Due to both escalating trade tensions – most notably between the US and China – and its growing importance for the rapid development and implementation of artificial intelligence (AI), the semiconductor industry is currently top of the list of talking points for many market participants. And the recent election results in the US have certainly added a greater degree of uncertainty to the future trajectory of this sector.

Historically, semiconductors have exhibited volatility driven by supply cycles, with the associated gluts and dearths of the product at various times, while demand has been heavily dependent on product innovation and the economic cycle. 

Given the strategic importance of semiconductors today in a world of digital Darwinism and shifting world order, the question for investors is: have semiconductors, which used to self regulate via those wild cycles of supply and demand, now become a more critical resource, enabling global competitiveness and potential defense edge to such a level that they will be seen by leaders as a critical “utility”? If this is the case, how would pricing and capacity build out be affected?

Geopolitics at a nano scale

The case for the new character of the semiconductor sector persisting is a strong one. The usage of complex semiconductors has expanded, and is no longer focused on pure computing applications. While the 1990s and early 2000s saw personal computing dominate semiconductor demand, this first broadened to mobile phones and consumer electronics such as smart television and game consoles, and then to industrial automation, automotive, and the internet of things (IoT).

A related development is that some chips have become less standardised, meaning switching suppliers at short notice is less of an option for many customers, something that has also diminished the utility-like aspects of this sector.
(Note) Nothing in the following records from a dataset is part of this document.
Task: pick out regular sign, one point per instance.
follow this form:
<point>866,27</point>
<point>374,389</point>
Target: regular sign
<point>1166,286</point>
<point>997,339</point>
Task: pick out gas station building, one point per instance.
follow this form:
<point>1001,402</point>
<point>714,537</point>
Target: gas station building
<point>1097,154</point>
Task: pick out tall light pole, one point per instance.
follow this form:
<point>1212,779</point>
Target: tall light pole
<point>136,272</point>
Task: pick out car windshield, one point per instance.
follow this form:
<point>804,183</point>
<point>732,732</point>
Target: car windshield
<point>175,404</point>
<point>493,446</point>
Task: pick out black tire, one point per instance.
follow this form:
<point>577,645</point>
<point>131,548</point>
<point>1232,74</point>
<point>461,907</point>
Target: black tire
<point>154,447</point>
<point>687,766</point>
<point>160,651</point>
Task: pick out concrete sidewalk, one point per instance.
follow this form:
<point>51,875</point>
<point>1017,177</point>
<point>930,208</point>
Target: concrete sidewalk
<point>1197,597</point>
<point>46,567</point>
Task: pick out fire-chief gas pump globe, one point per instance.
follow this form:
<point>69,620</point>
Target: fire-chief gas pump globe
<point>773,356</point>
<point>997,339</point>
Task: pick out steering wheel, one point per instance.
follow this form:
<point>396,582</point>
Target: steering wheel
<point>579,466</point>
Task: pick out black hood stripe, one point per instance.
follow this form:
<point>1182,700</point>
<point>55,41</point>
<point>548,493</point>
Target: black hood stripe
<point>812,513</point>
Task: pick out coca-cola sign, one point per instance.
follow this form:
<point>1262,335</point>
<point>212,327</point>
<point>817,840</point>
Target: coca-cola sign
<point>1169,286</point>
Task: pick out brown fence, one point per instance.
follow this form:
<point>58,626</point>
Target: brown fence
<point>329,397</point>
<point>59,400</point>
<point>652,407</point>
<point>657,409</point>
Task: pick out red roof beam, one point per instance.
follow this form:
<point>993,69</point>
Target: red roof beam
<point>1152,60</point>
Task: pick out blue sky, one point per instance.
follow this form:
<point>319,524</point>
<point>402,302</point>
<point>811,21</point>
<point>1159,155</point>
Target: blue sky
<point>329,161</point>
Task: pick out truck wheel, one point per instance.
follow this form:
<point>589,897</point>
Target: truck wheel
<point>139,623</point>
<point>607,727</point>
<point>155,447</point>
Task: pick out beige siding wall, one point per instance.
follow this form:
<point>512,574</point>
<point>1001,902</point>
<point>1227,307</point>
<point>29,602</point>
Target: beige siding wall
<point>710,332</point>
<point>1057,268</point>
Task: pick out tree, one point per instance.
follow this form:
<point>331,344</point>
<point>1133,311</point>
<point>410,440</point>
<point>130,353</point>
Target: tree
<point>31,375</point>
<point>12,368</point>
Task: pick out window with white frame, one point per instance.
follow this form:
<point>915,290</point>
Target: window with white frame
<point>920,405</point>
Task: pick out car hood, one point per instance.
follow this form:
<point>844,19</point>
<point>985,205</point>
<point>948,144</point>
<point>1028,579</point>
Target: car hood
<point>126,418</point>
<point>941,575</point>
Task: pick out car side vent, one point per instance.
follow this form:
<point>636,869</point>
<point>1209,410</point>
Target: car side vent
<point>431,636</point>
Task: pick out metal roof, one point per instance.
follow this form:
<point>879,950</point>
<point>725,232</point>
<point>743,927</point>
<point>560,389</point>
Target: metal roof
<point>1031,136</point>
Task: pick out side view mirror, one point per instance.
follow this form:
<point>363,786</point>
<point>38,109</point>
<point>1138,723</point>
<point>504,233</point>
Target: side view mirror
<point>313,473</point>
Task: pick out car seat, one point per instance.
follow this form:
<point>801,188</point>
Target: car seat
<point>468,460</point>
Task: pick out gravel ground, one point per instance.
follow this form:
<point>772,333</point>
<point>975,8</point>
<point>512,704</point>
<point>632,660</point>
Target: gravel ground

Waves of new technology adoption is a feature of the sector
Tectonic shifts in the computing paradigm over the past 60 years

Source: Jefferies Equity Research, Mainframe computer data sourced from IBM Company Filings. “The Early Computer Industry: Limitations of Scale and Scope”, A. Gandy; Minicomputer “History of Research Computer Communications”, J. Pelkey; Personal Computer data sourced from “Total Share: Personal Computer Market Share 1975-2010”, J. Reimer, Gartner, Mobile devices sourced from Counterpoint Research, Canalys Research, “Smartphones” Research Report, M. Ilyas, S Ahson; IoT devices sourced from Gartner.

However, this burgeoning importance of the semiconductor industry across sectors – not to mention the growing national security implications of reliable supply – is seeing greater government intervention in the market, across all regions. Indeed, while the semiconductor industry has largely been in a healthy state since the end of the dotcom era excesses, we are now seeing increasing political involvement in capital expenditure decisions, such as where and when new manufacturing facilities are built. The US and European “Chips Acts” provide perhaps the most notable examples of this, while subsidies for this sector have also come from the governments in Japan, Korea, and China. This, of course, may lead to new supply being added in a more irrational and unpredictable way. 

Building semiconductor fabrication facilities is itself a complex task, and the new capacity described above will take some time to come online, meaning it is currently having little effect on pricing. However, such growing intervention in the market, specifically in terms of supply, lends credence to utility-like descriptions of this sector – and the future impacts on pricing are currently hard to predict.

Taking a global look at the sector, Taiwanese firms are still very much the leaders in terms of know-how, while America is certainly writing the biggest cheques in terms of encouraging domestic capacity and seeking to restrict where semiconductor manufacturing equipment can be sold and shipped. China is, of course, a significant player and views itself as having the potential to provide a counterbalance to the dominance of Taiwan and the US, as it seeks to become self-sufficient in this area. However, the country still lags in terms of leadingedge manufacturer, and restrictions on the supply of equipment from the US, EU, and Japan is hampering them. Export restrictions will also stymie their ability to scale in the same way some of their non-Chinese competitors have managed to do.



CONCLUSION

The increased weaponization of the semiconductor industry as a tool in geopolitical conflict is certain to impact supply and pricing, even if we are not yet seeing much impact from the increased capacity being driven by governments across the world. Given the growing importance of semiconductors across industries, these developments should be keenly observed by all investors – not just those focused on tech and adjacent sectors.

Yet while increasing interference in and manipulation of supply will certainly lend utility-like aspects to semiconductors, this industry still exhibits significant differences. Utilities often enjoy close to monopoly status, and are stable and non-cyclical, while semiconductors are a cyclical industry with segments such a memory chips that do not enjoy any pricing power. Indeed, perhaps a better way to conceive of this sector, in its current state, is as a necessary enabler of growth, efficiency, and innovation. In this respect, semiconductors do share some traits with utilities, but the sector retains its own distinct characteristics and will continue to do so despite growing interest and interference in the sector from government.